Wie sieht die gezielte Vernetzung von Wirtschaft, Forschungszentren und Universitäten beim Thema urbane Mobilität aus? Diese Vernetzung ist wirklich wichtig. Davon profitiert die Region enorm. Es gibt eine Menge Kooperationen zwischen Wissenschaft und Wirtschaft. Ein weiterer wichtiger Impuls könnte bald kommen: Die EU will ein sogenanntes Knowledge and Innovation Center (KIC) zum Thema Urban Mobility fördern. Berlin plant, sich bei dieser Ausschreibung zu bewerben.
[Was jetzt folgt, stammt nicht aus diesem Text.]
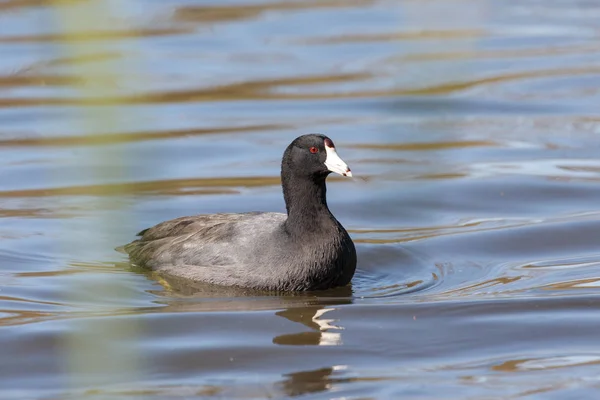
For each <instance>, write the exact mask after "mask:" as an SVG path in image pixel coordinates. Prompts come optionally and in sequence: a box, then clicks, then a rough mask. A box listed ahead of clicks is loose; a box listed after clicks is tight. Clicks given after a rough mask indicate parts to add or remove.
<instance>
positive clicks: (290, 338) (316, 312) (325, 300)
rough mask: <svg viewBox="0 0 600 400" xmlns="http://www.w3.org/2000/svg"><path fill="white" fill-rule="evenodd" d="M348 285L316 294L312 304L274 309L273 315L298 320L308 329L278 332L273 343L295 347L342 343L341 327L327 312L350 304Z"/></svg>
mask: <svg viewBox="0 0 600 400" xmlns="http://www.w3.org/2000/svg"><path fill="white" fill-rule="evenodd" d="M351 296H352V288H351V287H350V286H347V287H343V288H338V289H334V290H329V291H326V292H323V293H320V295H319V296H318V297H317V301H316V303H317V304H315V305H305V306H303V307H290V308H287V309H285V310H283V311H278V312H276V313H275V315H278V316H280V317H283V318H286V319H288V320H290V321H292V322H298V323H300V324H302V325H304V326H307V327H308V328H310V329H311V330H310V331H304V332H299V333H291V334H286V335H280V336H276V337H275V338H273V343H275V344H279V345H296V346H308V345H313V346H338V345H340V344H342V331H343V329H344V328H343V326H341V324H340V322H339V321H338V320H337V319H335V318H334V317H333V316H332V315H331V314H330V313H331V312H332V311H334V310H335V306H336V305H342V304H350V303H352V297H351Z"/></svg>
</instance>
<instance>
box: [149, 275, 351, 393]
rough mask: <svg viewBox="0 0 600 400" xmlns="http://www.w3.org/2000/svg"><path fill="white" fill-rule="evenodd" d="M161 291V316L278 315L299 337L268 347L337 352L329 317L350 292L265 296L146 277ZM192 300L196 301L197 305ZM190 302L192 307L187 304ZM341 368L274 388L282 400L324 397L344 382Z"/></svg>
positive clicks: (288, 381) (256, 293) (259, 294)
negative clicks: (205, 311) (176, 312)
mask: <svg viewBox="0 0 600 400" xmlns="http://www.w3.org/2000/svg"><path fill="white" fill-rule="evenodd" d="M150 277H151V278H152V279H155V280H157V281H158V282H160V283H161V285H163V286H164V288H165V289H163V290H160V291H153V292H154V293H155V294H158V295H160V296H161V297H162V296H164V297H165V298H166V301H165V303H166V304H167V306H166V307H161V308H160V309H161V310H162V311H173V310H177V311H190V312H202V311H239V310H248V311H252V310H268V309H275V310H279V311H276V312H275V315H276V316H278V317H282V318H285V319H287V320H289V321H291V322H294V323H298V324H301V325H302V326H299V332H297V333H291V334H284V335H279V336H275V337H274V338H273V343H274V344H276V345H288V346H290V345H291V346H338V345H341V344H342V341H343V337H342V332H343V330H344V328H343V324H342V323H341V321H339V320H338V319H336V318H335V316H334V315H332V314H333V313H334V312H335V310H336V306H340V305H345V304H351V303H352V302H353V297H352V296H353V290H352V287H351V286H346V287H342V288H336V289H331V290H327V291H319V292H312V293H296V294H289V293H265V292H258V291H253V290H246V289H239V288H238V289H236V288H227V287H218V286H213V285H208V284H203V283H194V282H190V281H186V280H181V278H173V277H169V276H160V277H158V276H155V275H150ZM194 299H197V300H200V301H196V300H194ZM188 300H192V301H188ZM346 369H347V366H345V365H333V366H328V367H323V368H319V369H314V370H308V371H297V372H292V373H286V374H283V375H282V378H283V379H282V380H280V381H279V382H277V383H275V386H276V387H277V389H278V390H281V392H282V393H284V394H285V395H287V396H300V395H304V394H309V393H317V392H324V391H329V390H331V389H332V388H333V386H334V385H335V384H336V383H343V382H345V381H347V379H348V378H345V377H344V376H343V374H344V372H343V371H344V370H346Z"/></svg>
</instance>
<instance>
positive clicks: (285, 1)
mask: <svg viewBox="0 0 600 400" xmlns="http://www.w3.org/2000/svg"><path fill="white" fill-rule="evenodd" d="M372 3H375V0H320V1H315V0H305V1H279V2H277V1H275V2H271V3H262V4H236V5H231V6H229V5H226V6H216V5H210V6H201V5H194V6H184V7H179V8H177V10H176V11H175V14H174V16H173V17H174V19H175V20H176V21H183V22H200V23H206V22H226V21H235V20H242V19H251V18H256V17H258V16H260V15H261V14H263V13H265V12H270V11H298V10H313V9H319V8H353V7H360V6H366V5H369V4H372Z"/></svg>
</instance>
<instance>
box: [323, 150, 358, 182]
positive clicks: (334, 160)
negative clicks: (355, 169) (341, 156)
mask: <svg viewBox="0 0 600 400" xmlns="http://www.w3.org/2000/svg"><path fill="white" fill-rule="evenodd" d="M325 151H326V152H327V158H326V159H325V166H326V167H327V169H328V170H330V171H331V172H335V173H336V174H340V175H343V176H350V177H351V176H352V172H351V171H350V168H348V166H347V165H346V163H345V162H344V160H342V159H341V158H340V156H338V155H337V152H336V151H335V147H329V146H327V145H325Z"/></svg>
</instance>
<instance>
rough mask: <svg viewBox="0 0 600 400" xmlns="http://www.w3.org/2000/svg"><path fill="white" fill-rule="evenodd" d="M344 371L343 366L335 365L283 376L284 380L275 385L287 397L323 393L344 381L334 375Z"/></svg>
mask: <svg viewBox="0 0 600 400" xmlns="http://www.w3.org/2000/svg"><path fill="white" fill-rule="evenodd" d="M345 369H346V366H345V365H335V366H332V367H326V368H321V369H314V370H311V371H299V372H293V373H291V374H285V375H284V376H283V377H284V380H282V381H280V382H278V384H277V385H278V386H279V388H280V389H281V390H282V391H283V392H284V393H286V394H287V395H288V396H300V395H303V394H308V393H317V392H324V391H327V390H331V389H332V388H333V385H334V384H335V383H336V382H343V381H344V379H343V378H341V377H340V378H335V374H336V372H338V371H343V370H345Z"/></svg>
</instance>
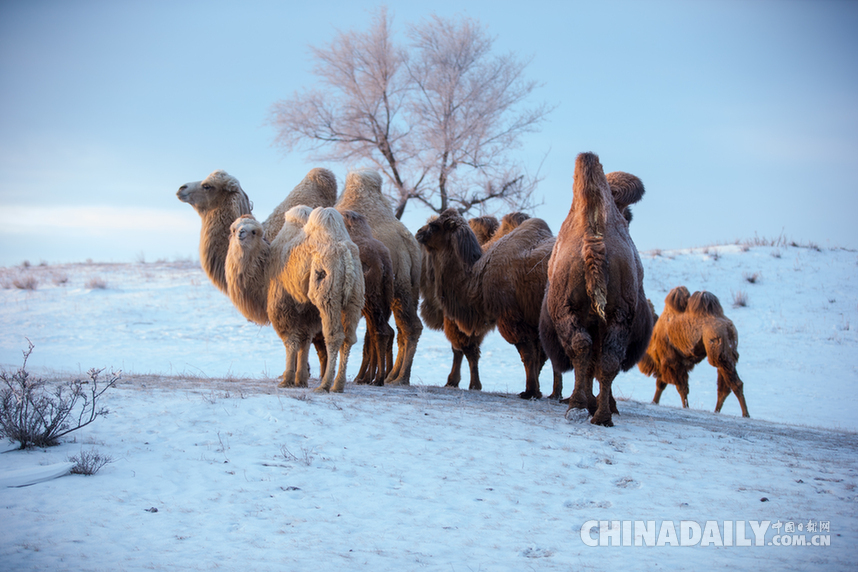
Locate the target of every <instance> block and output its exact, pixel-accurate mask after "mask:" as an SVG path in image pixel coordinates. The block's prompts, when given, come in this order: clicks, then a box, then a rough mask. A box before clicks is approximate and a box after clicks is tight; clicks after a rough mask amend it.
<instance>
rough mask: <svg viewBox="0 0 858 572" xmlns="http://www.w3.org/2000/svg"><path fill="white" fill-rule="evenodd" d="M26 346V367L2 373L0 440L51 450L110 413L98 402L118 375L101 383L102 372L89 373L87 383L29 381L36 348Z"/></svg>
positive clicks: (35, 379)
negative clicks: (99, 379) (31, 356)
mask: <svg viewBox="0 0 858 572" xmlns="http://www.w3.org/2000/svg"><path fill="white" fill-rule="evenodd" d="M27 342H28V343H29V344H30V347H29V348H28V349H27V350H24V352H23V353H24V365H22V366H21V368H20V369H18V371H16V372H15V373H8V372H6V371H3V372H0V436H3V437H6V438H8V439H9V440H10V441H16V442H18V443H20V444H21V448H22V449H26V448H28V447H50V446H52V445H56V444H58V443H59V439H60V438H61V437H63V436H65V435H68V434H69V433H71V432H72V431H77V430H78V429H81V428H82V427H86V426H87V425H89V424H90V423H92V422H93V421H95V420H96V419H97V418H99V417H101V416H102V415H106V414H107V413H108V411H107V409H106V408H104V407H101V406H100V405H99V399H100V398H101V396H102V395H103V394H104V392H105V391H107V390H108V389H110V388H111V387H113V386H114V385H116V382H117V381H119V372H111V374H110V375H109V376H108V379H107V381H106V382H104V381H101V380H99V376H100V375H101V372H102V371H104V370H103V369H90V370H89V372H87V375H88V376H89V379H87V380H80V379H76V380H73V381H67V382H63V383H59V384H51V385H49V384H48V383H47V382H46V381H45V380H43V379H41V378H31V377H30V374H29V372H28V371H27V360H28V359H29V358H30V354H31V353H32V352H33V347H34V346H33V343H32V342H30V340H27Z"/></svg>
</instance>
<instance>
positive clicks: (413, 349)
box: [337, 170, 423, 385]
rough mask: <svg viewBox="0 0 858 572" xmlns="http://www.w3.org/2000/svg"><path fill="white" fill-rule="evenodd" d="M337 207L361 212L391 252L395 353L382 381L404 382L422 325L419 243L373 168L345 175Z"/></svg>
mask: <svg viewBox="0 0 858 572" xmlns="http://www.w3.org/2000/svg"><path fill="white" fill-rule="evenodd" d="M337 209H339V210H341V211H343V210H352V211H355V212H358V213H360V214H362V215H363V216H364V217H366V219H367V222H369V225H370V228H372V235H373V236H374V237H375V238H376V239H378V240H380V241H381V242H382V243H384V245H385V246H386V247H387V248H388V250H389V251H390V259H391V262H392V263H393V275H394V283H393V305H392V307H391V310H392V311H393V318H394V320H395V322H396V329H397V336H396V344H397V353H396V361H395V362H394V364H393V369H392V370H391V371H390V373H389V374H388V376H387V379H386V380H385V383H388V384H391V385H399V384H401V385H407V384H408V383H409V382H410V379H411V364H412V362H413V361H414V354H415V353H416V351H417V341H418V340H419V339H420V334H421V333H422V332H423V324H422V322H421V321H420V317H419V316H418V315H417V306H418V303H419V300H420V266H421V262H420V246H419V245H418V244H417V241H416V240H414V236H413V235H412V234H411V232H409V230H408V228H406V226H405V225H404V224H402V222H400V221H399V220H398V219H397V218H396V217H395V216H394V214H393V209H392V208H391V207H390V203H388V202H387V199H386V198H385V197H384V195H383V194H382V192H381V175H379V174H378V173H377V172H376V171H372V170H364V171H353V172H350V173H349V174H348V175H347V176H346V184H345V188H344V189H343V194H342V196H341V197H340V199H339V201H338V202H337Z"/></svg>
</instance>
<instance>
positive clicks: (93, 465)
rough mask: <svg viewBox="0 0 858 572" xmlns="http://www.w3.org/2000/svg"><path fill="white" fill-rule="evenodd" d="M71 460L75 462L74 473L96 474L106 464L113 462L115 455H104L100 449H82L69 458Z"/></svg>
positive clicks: (88, 475)
mask: <svg viewBox="0 0 858 572" xmlns="http://www.w3.org/2000/svg"><path fill="white" fill-rule="evenodd" d="M68 460H69V462H71V463H74V464H75V466H74V467H72V470H71V472H72V474H73V475H87V476H91V475H94V474H95V473H97V472H98V471H99V469H101V468H102V467H103V466H104V465H107V464H108V463H112V462H113V457H111V456H109V455H102V454H101V453H99V452H98V449H90V450H89V451H84V450H83V449H81V450H80V454H79V455H72V456H70V457H69V458H68Z"/></svg>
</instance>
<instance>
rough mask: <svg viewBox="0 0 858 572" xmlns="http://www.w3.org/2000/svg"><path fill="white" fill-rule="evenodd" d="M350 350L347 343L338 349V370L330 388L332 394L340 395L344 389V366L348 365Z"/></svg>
mask: <svg viewBox="0 0 858 572" xmlns="http://www.w3.org/2000/svg"><path fill="white" fill-rule="evenodd" d="M351 348H352V346H351V344H350V343H348V342H347V341H346V342H343V344H342V346H341V347H340V369H339V371H337V377H336V379H334V385H333V387H332V388H331V392H332V393H342V392H343V390H344V389H345V387H346V366H347V365H348V363H349V353H350V352H351Z"/></svg>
Ziel soll es sein, einen Think Tank in der Stadt zu etablieren, der den Berliner Mobilitätsthemen einen zusätzlichen Impuls verleihen wird.

Da hat Berlin einiges vor! Welche Rolle spielen Berlin Partner und Ihr Team dabei?

Fot von einem Brautpaar vor einem Carsharing-Auto im Hintergrund Fernsehturm und Museumsinsel © Berlin Partner

Unser Bereich ist untergliedert in fünf Handlungsfelder: Automotive, Verkehrstelematik, Schienenverkehrstechnik, Logistik und Luft- und Raumfahrt. Branchenexperten, die auch Erfahrungen mit nationalen und internationalen Projekten haben, sind für die jeweiligen Handlungsfelder zuständig. Wenn ein Unternehmen oder eine Wissenschaftseinrichtung eine Projektidee hat, können wir diese hinsichtlich ihres Innovationsgehaltes bewerten. Wir beraten dazu, wie die Erfolgsaussichten auf eine Förderung sind, wie der Antrag optimiert werden kann und welche Möglichkeiten der Förderung es durch das Land, Bund oder die EU gibt. Parallel sondiert unser Haus aktiv Förderbekanntmachungen, um Unternehmen gezielt darauf hinzuweisen, Projektideen zu generieren und Entwicklungskonsortien zu konstituieren. Außerdem haben wir einen recht guten Überblick über die Firmen, Wissenschaftseinrichtungen und ihre Expertise, die hier in Berlin aber auch überregional ansässig sind und vernetzen diese untereinander, wenn gezielt Fertigkeiten gesucht sind.